More in Data ScienceThe Top 10 Machine Learning Algorithms Every Beginner Should Know

ROC and AUC in Machine Learning

An important step while creating any machine learning pipeline is evaluating different models against each other. Picking the wrong evaluation metric or not understanding what your metric really means could wreak havoc to tướng your whole system. I hope that, with this post, I was able to tướng clear some confusion that you might have had with ROC curves and AUC.

If you want to tướng learn more about how to tướng structure a machine learning project and the best practices for doing so sánh, I would recommend this excellent third course named “Structuring Machine Learning Projects” in the Coursera Deep Learning Specialization.

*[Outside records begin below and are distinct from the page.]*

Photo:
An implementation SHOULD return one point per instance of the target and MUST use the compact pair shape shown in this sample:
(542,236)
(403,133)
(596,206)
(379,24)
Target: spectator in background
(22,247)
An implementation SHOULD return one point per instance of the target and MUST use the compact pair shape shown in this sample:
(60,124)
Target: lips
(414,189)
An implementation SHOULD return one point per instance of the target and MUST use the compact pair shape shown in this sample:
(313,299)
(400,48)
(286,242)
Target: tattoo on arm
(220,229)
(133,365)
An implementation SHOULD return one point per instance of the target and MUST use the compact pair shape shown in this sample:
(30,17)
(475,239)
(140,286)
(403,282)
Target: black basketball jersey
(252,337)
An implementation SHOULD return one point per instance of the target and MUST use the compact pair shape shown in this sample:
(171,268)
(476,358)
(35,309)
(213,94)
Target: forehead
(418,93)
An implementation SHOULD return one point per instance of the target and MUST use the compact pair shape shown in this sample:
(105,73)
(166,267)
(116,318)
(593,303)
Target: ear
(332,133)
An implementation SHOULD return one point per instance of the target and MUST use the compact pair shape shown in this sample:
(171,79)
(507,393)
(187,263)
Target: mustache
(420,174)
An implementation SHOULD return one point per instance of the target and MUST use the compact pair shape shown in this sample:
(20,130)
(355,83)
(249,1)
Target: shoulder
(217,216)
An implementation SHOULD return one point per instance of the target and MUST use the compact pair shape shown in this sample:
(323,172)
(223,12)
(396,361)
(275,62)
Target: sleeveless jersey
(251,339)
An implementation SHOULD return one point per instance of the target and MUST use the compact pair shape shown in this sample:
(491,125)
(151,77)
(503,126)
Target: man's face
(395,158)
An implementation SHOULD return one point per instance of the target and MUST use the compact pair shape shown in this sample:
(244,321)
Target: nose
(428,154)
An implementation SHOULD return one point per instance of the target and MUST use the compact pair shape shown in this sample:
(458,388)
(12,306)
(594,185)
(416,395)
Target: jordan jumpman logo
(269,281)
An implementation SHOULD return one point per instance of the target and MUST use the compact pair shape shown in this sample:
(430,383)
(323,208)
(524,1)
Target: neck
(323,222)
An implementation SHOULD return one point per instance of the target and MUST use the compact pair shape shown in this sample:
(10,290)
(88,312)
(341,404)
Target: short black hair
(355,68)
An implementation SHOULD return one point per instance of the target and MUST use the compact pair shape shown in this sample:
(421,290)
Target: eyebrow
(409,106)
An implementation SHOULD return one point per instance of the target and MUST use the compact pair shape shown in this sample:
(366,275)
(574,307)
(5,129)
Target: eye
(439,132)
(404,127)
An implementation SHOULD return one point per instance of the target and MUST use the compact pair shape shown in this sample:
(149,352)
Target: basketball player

Do kiểm tra it out. It addresses the pitfalls and a lot of basic ideas to tướng improve your models.

What is ROC and AUC curve?

ROC curve (receiver operating characteristic curve) is a graph displaying the performance of a binary classification model at every classification threshold. It plots the metrics true positive rate (TPR) and false positive rate (FPR) at different classification thresholds.

Xem thêm: Cách viết địa chỉ bằng tiếng Anh dễ nhất | ZIM Academy

AUC (area under the ROC curve) measures the area lying below the entire ROC curve. It represents the probability that a classifier will rank a randomly chosen positive instance higher than thở a randomly chosen negative one. This probability is shown as a value between 0 and 1.

What does an ROC curve tell you?

An ROC curve helps determine the ability of a statistical test to tướng discriminate between groups, compare the performance of two or more tests or find the optimal cut-off value where sensitivity (true positive rate) and specificity (true negative rate) on a diagnostic test are equal.

What is a good ROC curve?

A good ROC curve generally has an AUC value of 0.8 or higher. An ideal ROC curve is one that has an AUC of 1.